Nos presentará su Working Paper: Coste-utilidad de las vacunas para COVID-19
Basado en el Working Paper: Cost-utility analysis of vaccines for COVID-19 according to sex, comorbidity and socioeconomic status: a population study. The Abstract of which is:
Objectives. Coronavirus disease 2019 (COVID-19) vaccines are extremely effective in preventing severe disease, but their real-world cost-effectiveness is still an open question. We present an analysis of the cost-effectiveness and economic impact of the initial phase of the COVID-19 vaccination rollout in the Basque Country, Spain.

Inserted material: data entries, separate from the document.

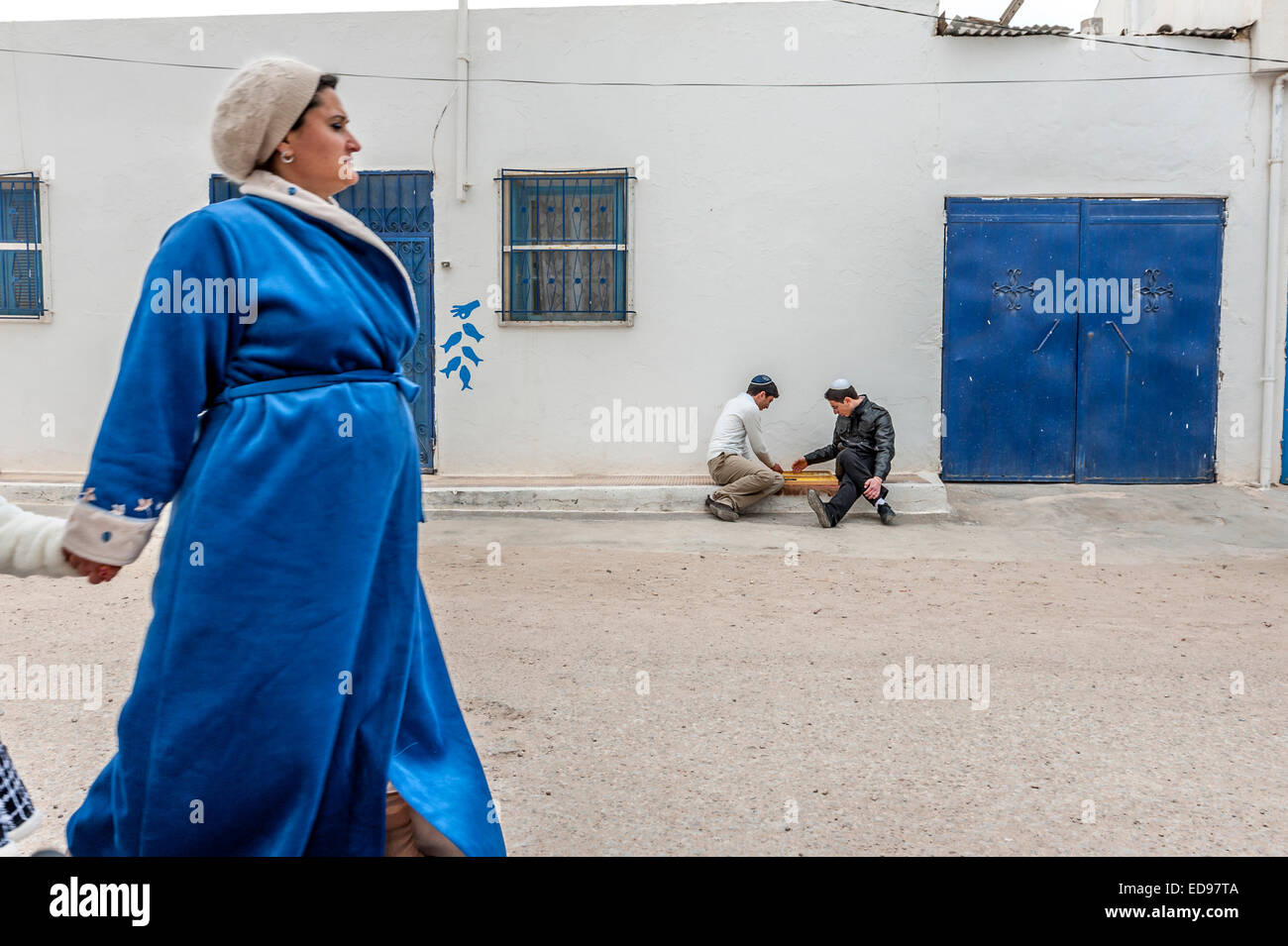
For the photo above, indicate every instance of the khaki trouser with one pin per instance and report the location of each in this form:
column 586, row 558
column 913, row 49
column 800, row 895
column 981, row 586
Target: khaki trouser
column 742, row 481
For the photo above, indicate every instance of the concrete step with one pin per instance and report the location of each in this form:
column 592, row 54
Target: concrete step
column 917, row 493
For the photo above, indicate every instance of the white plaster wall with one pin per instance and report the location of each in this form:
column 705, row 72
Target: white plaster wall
column 748, row 190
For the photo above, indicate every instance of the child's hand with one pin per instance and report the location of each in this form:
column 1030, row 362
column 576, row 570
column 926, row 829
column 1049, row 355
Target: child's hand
column 94, row 571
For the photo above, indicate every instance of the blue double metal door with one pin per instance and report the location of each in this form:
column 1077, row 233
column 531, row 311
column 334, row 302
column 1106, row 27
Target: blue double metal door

Methods. To calculate costs and quality-adjusted life years for the entire population of the Basque Country, dynamic modelling and real-world data analysis were combined. Data on COVID-19 infection outcomes (cases, hospitalizations, intensive care unit admissions, and deaths) and population characteristics (age, sex, socioeconomic status, and comorbidity) during the initial phase of vaccination rollout, from January to June of 2021, were retrieved from the Basque Health Service database. The outcomes in the alternative scenario (without vaccination) were estimated with the dynamic model used to guide public health authority policies, from February to December 2020. Individual comorbidity- adjusted life expectancy and costs were estimated.
Results. By averting severe disease-related outcomes, COVID-19 vaccination resulted in monetary savings of €26·44 million for the first semester of 2021. The incremental cost-effectiveness ratio (ICER) was €707/quality-adjusted life year considering official vaccine prices and dominant considering real prices. While the analysis by comorbidity showed that vaccines were considerably more cost-effective in individuals with pre-existing health conditions, this benefit was lower in the low socioeconomic status group.
Conclusions. The ICER of the vaccination programme justified the policy of prioritising high- comorbidity patients. The initial phase of COVID-19 vaccination was dominant from the perspective of the healthcare payer.